The search for wreckage has been built around the theory that the plane was in autopilot when it crashed, killing the 239 passengers, on March 8, 2014, but Vance believes this engaged flaperon gives evidence to the contrary.
Peter Foley (sic) conceded that if the plane was piloted until the end, it could have landed outside the current search area: “There is a possibility there was someone in control at the end and we’re actively looking for evidence to support that.”
Other evidence also suggests that Captain Zaharie Ahmad Shah had practiced very crash course on his home built flight simulator, flying “deep into the remote southern Indian Ocean” a few weeks prior to the disappearance of flight MH370.
The revelation, which Malaysia withheld from a lengthy public report on the investigation, is the strongest evidence yet that Zaharie made off with the plane in a premeditated act of mass murder-suicide.
The document presents the findings of the Malaysian police’s investigation into Zaharie. It reveals that after the plane disappeared in March of 2014, Malaysia turned over to the FBI hard drives that Zaharie used to record sessions on an elaborate home-built flight simulator. The FBI was able to recover six deleted data points that had been stored by the Microsoft Flight Simulator X program in the weeks before MH370 disappeared, according to the document. Each point records the airplane’s altitude, speed, direction of flight, and other key parameters at a given moment. The document reads, in part:
Search officials believe MH370 followed a similar route, based on signals the plane transmitted to a satellite after ceasing communications and turning off course. The actual and the simulated flights were not identical, though, with the simulated endpoint some 900 miles from the remote patch of southern ocean area where officials believe the plane went down.

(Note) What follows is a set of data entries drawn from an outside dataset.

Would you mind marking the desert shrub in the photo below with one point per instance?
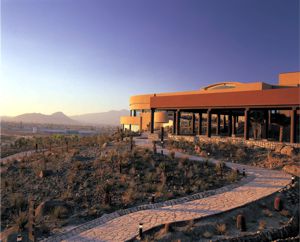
(267, 213)
(18, 201)
(21, 220)
(172, 155)
(240, 154)
(60, 212)
(207, 234)
(232, 176)
(262, 224)
(128, 196)
(221, 229)
(285, 213)
(44, 229)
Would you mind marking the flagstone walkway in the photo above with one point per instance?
(125, 227)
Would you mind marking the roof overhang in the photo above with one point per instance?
(285, 97)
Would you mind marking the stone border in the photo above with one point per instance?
(107, 217)
(235, 140)
(251, 236)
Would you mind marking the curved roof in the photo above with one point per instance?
(222, 85)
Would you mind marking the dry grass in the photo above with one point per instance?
(207, 234)
(285, 213)
(262, 224)
(267, 213)
(221, 229)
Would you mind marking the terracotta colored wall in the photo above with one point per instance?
(130, 120)
(271, 97)
(289, 79)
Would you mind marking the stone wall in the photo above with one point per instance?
(235, 140)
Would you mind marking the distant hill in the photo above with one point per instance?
(55, 118)
(110, 117)
(104, 118)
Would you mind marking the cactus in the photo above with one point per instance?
(277, 204)
(131, 143)
(241, 223)
(107, 197)
(154, 147)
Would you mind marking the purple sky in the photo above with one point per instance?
(90, 55)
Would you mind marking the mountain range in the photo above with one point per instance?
(103, 118)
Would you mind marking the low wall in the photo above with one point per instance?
(235, 140)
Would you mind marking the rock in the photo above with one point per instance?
(203, 153)
(287, 150)
(48, 206)
(292, 169)
(44, 173)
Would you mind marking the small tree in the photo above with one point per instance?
(281, 120)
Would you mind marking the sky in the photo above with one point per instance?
(88, 56)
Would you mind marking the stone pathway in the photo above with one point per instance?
(122, 228)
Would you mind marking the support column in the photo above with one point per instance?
(200, 124)
(266, 128)
(224, 122)
(174, 122)
(293, 132)
(193, 123)
(152, 121)
(178, 122)
(234, 125)
(208, 130)
(218, 124)
(230, 124)
(246, 124)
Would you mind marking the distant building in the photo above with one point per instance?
(34, 130)
(232, 104)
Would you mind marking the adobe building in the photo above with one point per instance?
(248, 110)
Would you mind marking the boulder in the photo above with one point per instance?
(203, 153)
(287, 150)
(278, 148)
(48, 206)
(44, 173)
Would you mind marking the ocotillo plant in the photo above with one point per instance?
(107, 198)
(131, 143)
(67, 145)
(241, 223)
(162, 134)
(154, 147)
(277, 204)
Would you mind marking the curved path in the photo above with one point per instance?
(125, 227)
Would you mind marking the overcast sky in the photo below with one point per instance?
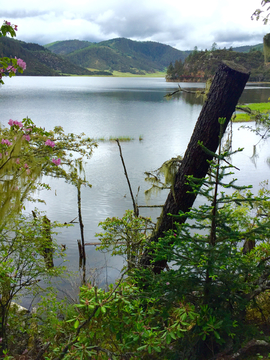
(180, 23)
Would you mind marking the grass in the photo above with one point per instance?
(263, 108)
(122, 74)
(155, 74)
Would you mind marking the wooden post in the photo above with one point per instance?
(225, 91)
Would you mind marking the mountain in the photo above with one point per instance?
(248, 48)
(119, 54)
(202, 65)
(67, 46)
(39, 60)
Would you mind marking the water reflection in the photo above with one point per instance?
(104, 107)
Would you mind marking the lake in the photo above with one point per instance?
(104, 107)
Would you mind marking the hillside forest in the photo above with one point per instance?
(195, 285)
(200, 66)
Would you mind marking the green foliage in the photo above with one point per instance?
(26, 250)
(117, 323)
(125, 236)
(163, 177)
(25, 157)
(208, 268)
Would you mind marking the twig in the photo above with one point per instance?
(42, 351)
(135, 207)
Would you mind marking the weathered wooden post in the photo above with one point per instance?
(225, 91)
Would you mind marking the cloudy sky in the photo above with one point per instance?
(180, 23)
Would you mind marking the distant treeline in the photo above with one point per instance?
(202, 65)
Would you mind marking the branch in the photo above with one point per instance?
(135, 207)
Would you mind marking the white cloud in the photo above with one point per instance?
(181, 24)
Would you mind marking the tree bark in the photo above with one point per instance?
(225, 91)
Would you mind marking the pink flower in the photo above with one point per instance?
(15, 123)
(21, 63)
(5, 141)
(50, 143)
(56, 161)
(11, 68)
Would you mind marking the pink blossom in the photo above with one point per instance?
(56, 161)
(6, 141)
(11, 68)
(50, 143)
(21, 63)
(15, 123)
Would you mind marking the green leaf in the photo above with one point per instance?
(76, 324)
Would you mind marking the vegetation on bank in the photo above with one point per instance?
(212, 299)
(251, 112)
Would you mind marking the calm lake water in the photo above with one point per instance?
(104, 107)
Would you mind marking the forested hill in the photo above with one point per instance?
(39, 60)
(202, 65)
(119, 54)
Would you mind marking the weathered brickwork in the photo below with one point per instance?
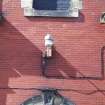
(78, 53)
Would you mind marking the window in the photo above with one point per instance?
(53, 8)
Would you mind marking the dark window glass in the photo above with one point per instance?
(51, 4)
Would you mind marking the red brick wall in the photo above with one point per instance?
(77, 53)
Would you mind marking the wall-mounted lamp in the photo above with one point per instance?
(102, 18)
(48, 46)
(48, 52)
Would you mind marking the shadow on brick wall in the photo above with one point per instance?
(59, 68)
(18, 57)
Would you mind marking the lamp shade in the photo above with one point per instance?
(49, 40)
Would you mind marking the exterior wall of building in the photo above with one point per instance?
(78, 54)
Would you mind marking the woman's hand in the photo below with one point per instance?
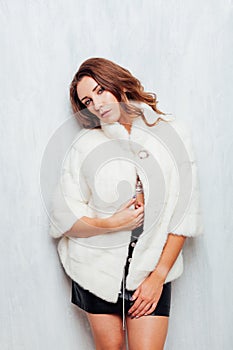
(147, 296)
(128, 219)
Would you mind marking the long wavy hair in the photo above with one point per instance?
(120, 82)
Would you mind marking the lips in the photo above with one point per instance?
(103, 114)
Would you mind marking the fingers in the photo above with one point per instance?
(129, 203)
(142, 308)
(153, 306)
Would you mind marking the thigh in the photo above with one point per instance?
(107, 331)
(147, 332)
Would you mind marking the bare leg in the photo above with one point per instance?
(107, 331)
(147, 332)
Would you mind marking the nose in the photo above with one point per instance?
(98, 102)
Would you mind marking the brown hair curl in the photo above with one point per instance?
(120, 82)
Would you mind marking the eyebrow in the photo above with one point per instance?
(92, 91)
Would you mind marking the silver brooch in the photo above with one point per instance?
(143, 154)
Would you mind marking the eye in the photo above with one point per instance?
(87, 102)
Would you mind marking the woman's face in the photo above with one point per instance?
(100, 102)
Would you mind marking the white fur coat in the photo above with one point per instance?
(99, 174)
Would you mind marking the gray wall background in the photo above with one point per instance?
(182, 50)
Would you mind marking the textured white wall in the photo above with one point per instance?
(182, 50)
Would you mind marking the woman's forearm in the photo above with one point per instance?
(169, 255)
(87, 227)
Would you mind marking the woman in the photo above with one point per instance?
(118, 249)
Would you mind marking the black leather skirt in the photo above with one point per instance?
(91, 303)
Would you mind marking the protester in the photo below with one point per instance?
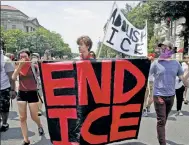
(7, 87)
(47, 55)
(185, 67)
(148, 100)
(85, 45)
(27, 94)
(165, 71)
(180, 88)
(11, 56)
(93, 54)
(35, 57)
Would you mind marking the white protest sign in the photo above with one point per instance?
(122, 36)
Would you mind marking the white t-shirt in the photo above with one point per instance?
(6, 66)
(151, 78)
(179, 83)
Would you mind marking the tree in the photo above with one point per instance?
(173, 10)
(138, 16)
(37, 41)
(14, 39)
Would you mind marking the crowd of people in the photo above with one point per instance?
(167, 78)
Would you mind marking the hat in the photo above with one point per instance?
(36, 54)
(168, 43)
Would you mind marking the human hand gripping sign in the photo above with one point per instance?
(24, 65)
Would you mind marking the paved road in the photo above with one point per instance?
(177, 130)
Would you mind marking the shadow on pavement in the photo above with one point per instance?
(172, 143)
(133, 143)
(185, 113)
(153, 115)
(14, 133)
(43, 141)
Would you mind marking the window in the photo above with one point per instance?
(13, 26)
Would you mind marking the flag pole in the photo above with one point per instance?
(106, 28)
(147, 35)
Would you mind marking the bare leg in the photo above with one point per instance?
(22, 108)
(34, 113)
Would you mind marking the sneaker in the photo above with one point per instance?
(180, 113)
(39, 113)
(186, 102)
(148, 109)
(145, 113)
(41, 131)
(25, 143)
(4, 128)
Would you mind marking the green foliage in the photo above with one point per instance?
(106, 52)
(161, 10)
(153, 43)
(37, 41)
(138, 17)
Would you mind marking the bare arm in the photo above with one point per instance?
(184, 80)
(16, 72)
(12, 82)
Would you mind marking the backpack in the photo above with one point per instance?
(37, 79)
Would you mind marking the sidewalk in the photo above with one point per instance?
(177, 130)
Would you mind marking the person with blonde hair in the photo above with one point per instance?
(165, 70)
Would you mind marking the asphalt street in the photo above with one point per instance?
(177, 130)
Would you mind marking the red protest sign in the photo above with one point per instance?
(94, 102)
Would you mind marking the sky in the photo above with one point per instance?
(71, 19)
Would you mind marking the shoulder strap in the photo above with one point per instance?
(34, 72)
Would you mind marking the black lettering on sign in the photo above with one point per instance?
(113, 16)
(114, 30)
(134, 37)
(143, 34)
(136, 51)
(122, 48)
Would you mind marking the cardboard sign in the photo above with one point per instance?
(94, 102)
(122, 36)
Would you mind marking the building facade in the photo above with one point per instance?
(12, 18)
(171, 32)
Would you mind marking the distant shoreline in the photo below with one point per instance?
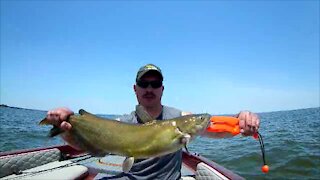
(13, 107)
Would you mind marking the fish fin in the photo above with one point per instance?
(55, 131)
(45, 121)
(185, 138)
(127, 164)
(143, 114)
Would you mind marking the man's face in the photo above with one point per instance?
(149, 96)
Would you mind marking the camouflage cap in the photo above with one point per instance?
(147, 68)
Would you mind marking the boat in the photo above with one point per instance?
(65, 162)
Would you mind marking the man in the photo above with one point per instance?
(149, 90)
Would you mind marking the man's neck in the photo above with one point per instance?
(155, 111)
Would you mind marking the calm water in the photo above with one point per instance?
(292, 143)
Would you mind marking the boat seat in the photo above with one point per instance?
(14, 164)
(55, 170)
(205, 172)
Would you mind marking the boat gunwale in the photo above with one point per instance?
(189, 159)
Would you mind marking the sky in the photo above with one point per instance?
(217, 57)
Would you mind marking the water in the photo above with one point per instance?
(292, 143)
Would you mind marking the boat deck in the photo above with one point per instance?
(64, 162)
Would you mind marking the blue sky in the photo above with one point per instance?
(216, 56)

Based on the data in the document, here’s a map of the simulated flight compared to the route searchers believe the lost airliner followed:
Though the current seabed search effort is near completion, Malaysian Transport minister Liow Tiong Lai said that “if they received ‘credible new information that leads to the identification of a specific location of the aircraft,' the search could be expanded.”
“The failure to find floating debris could also be explained by a slow, controlled landing,” Vance said. With this new information regarding the flaperon, when combined with the practice crash on the flight simulator, one would think that the search for the plane, despite the $130 million spent thus far, efforts would be continued.